Public Sector Outsourcing after the Recession
To read Part 1 of this article, click here
In some ways it could be said that, rather than changing the public-sector playing field altogether, the crisis, downturn and tentative recovery have all contributed to an acceleration of a process that was already underway within much of the Anglophone world prior to the events of late 2008. The major English-speaking economies all - to varying degrees - began introducing transformation programs focusing on efficiencies and savings long before the current stormclouds appeared on the global horizon: shared services and other centralization-type models have become increasingly common as the costs and complexities of obtaining and maintaining the hardware and peoplepower required to provide services at an acceptable level have grown, and the concurrent growth and success of private-sector outsourcing made it more or less inevitable that at some point public organizations would have to follow suit - driven onwards by demands for ever-lower taxes (and, it should be acknowledged, a degree of media scrutiny on government waste which might be seen to reflect as much media organizations’ distaste for "big government" as that of their readers, viewers and listeners).
As well as in the cases of the US and UK discussed in Part 1, citizens of Canada and Australia in particular have seen an increased focus on outsourcing coming to compliment increasingly effective and innovative state-run shared services organizations over recent years - a development which should of course be viewed alongside the increased fluidity of professional movement at a managerial level between public and private sectors which has characterized the past couple of decades, and which has understandably resulted in a greater inter-sector exchange of ideas, and consequently the growing adoption of private-sector methodologies and mentalities by members of civil services which previously might have been rather resistant to such change.
If these trends could be said to have run, generally speaking, throughout the major English-speaking economies since long before the crisis, it should not be assumed that developments in these economies should continue to trend in the same direction in the years to come. First and foremost, the economic outlooks for each country vary as significantly as do their political spectra - and as a result the options open to their respective governments also differ. As discussed in Part 1, in the UK - judged by the IMF the major economy likely to be hit hardest by the recession - the state coffers are looking threadbare at best and it’s now pretty much a given that the proportion of government spending going on outsourcing projects will increase as that spending decreases (especially given both major political parties’ commitment to maintain frontline spending on the country’s National Health Service - the single biggest slice of the state budget). Frankly, the British government doesn’t really have too many more strings to its bow if it wishes to avoid savage tax hikes to go alongside its already unpopular asset-sale proposals.

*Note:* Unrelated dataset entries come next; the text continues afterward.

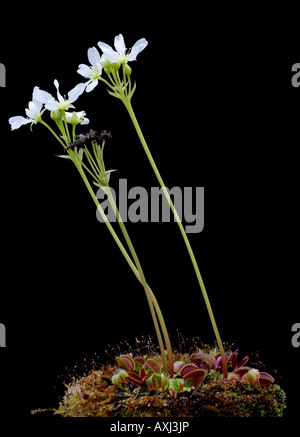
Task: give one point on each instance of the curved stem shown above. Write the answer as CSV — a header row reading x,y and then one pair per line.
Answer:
x,y
150,296
137,271
129,108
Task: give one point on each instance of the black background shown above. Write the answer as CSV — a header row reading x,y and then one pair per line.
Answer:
x,y
215,102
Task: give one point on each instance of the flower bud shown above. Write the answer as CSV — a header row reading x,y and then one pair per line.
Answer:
x,y
127,70
75,118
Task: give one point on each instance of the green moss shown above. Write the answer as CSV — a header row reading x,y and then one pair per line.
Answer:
x,y
95,395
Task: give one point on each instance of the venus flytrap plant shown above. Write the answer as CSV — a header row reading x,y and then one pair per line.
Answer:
x,y
112,61
76,149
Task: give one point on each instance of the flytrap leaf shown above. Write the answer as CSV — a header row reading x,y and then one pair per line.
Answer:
x,y
204,359
265,379
127,362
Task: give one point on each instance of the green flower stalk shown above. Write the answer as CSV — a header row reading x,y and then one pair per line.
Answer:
x,y
119,84
76,150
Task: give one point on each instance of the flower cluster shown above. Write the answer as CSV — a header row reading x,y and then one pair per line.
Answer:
x,y
109,60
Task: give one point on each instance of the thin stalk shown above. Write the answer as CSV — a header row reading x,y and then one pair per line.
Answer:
x,y
149,294
129,108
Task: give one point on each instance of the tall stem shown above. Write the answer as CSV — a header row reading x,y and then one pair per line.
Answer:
x,y
148,292
137,271
129,108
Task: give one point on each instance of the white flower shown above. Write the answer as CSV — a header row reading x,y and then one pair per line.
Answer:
x,y
93,72
61,103
76,118
120,54
33,112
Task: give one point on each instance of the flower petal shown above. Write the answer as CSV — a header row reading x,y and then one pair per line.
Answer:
x,y
76,92
93,56
52,105
59,96
18,121
40,95
136,49
109,53
84,70
91,85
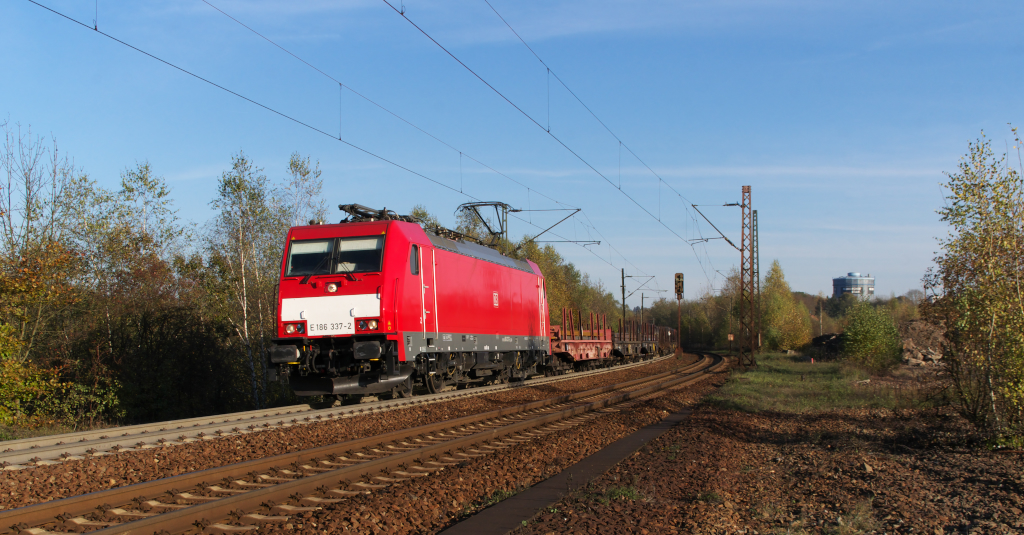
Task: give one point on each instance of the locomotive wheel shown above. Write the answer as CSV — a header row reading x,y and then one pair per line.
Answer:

Likewise, while the US is able to draw on its position as the owner of the world’s leading economy and primary reserve currency, the staggering size of its budget deficit and the increasing discontent rumbling across the country (fuelled by a resurgent Republican Party that considers almost every type of public spending to be anathema) mean that although the government has somewhat more room to manoeuver than its British equivalent we’re almost certain to see a boost in outsourcing of back-office services from public to private sector at both state and federal level - with, presumably, the caveat that jobs will remain on US soil.
The point here is that in both countries what began out of a combination of ideology and opportunity is now likely to continue out of necessity. But what of economies where this is not the case? With a healthy state surplus, Australia, for example, enjoys public finances immeasurably more rosy than those in either the UK or US; furthermore, despite having seen its financial sector hit very hard by the downturn, the country’s economy performed comparatively very well last year thanks to its commodities-heavy composition and a coherent and robust stimulus package. Clearly, this suggests that any increased focus on outsourcing during the first part of the recovery will be more a matter of volition on the part of the government, rather than coercion by either economic reality or political pressure from the people; while very few Australians would maintain that there is no waste whatsoever within their government, it’s to be assumed that few too would aggressively demand their government hand over services en masse to external providers at a time when state finances are so (comparatively) stellar.

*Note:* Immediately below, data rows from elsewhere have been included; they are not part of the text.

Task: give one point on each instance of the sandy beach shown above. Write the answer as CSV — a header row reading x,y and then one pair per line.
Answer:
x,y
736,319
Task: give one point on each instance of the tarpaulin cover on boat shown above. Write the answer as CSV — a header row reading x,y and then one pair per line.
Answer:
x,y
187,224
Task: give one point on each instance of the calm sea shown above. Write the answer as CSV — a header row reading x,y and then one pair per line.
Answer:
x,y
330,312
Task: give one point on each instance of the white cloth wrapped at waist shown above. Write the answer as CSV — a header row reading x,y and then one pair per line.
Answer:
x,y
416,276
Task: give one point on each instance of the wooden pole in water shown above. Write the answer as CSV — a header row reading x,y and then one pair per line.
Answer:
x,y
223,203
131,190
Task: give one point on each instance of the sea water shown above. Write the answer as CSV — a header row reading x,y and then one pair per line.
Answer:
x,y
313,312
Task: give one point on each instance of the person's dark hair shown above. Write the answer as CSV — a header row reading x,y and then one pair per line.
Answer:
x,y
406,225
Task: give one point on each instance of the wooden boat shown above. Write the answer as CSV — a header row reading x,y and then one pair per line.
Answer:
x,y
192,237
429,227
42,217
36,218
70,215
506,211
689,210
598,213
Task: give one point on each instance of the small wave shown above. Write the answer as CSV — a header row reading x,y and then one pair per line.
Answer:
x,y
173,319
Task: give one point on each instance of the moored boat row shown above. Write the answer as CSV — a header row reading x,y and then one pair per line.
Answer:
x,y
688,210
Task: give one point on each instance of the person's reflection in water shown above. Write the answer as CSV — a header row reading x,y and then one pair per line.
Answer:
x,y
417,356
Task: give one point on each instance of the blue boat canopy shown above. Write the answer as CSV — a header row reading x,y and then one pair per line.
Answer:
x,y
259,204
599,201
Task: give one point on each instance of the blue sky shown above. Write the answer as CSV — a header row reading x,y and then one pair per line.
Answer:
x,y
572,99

The position enjoyed by the Australian government is doubly healthy when one considers the value of the Keynesian safety net formed by a balanced budget or budget surplus: should the national economy take a nosedive in the near future (as indeed some analysts are predicting despite last year’s growth) the state has retained the ability to plough capital back into development projects to kickstart growth at the grass roots, whereas in certain other economies this option has now been exhausted.
This is indeed a huge benefit both to the government and to the Australian outsourcing industry: while what happens when Keynesian economics crashes into the outsourcing model has yet to be tested in practice, it’s unlikely to result in a pretty picture since in many ways the two concepts are quite opposite - the focus on efficiencies and savings (and headcount-reduction) which so characterizes outsourcing is hardly compatible with the Keynesian idea of injecting capital (even capital a government doesn’t have) into an economy effectively to boost "headcount" in the form of national employment. Creating a stimulus by handing money to private firms which will cut jobs from public services probably isn’t the smartest option on the table, regardless of the long-term benefits of such a step.
Of course, the global economy was pulled back from the brink by state-intervention stimulus packages which to many represented a return to fashion of Keynesian thinking; what impact this resurgence, if it continues, will have on public-sector outsourcing over the next few years is sure to be one of the critical issues affecting the space in that time, and the answer will be very different in economies like Australia from what it will be in more budgetarily straitened nations like the UK.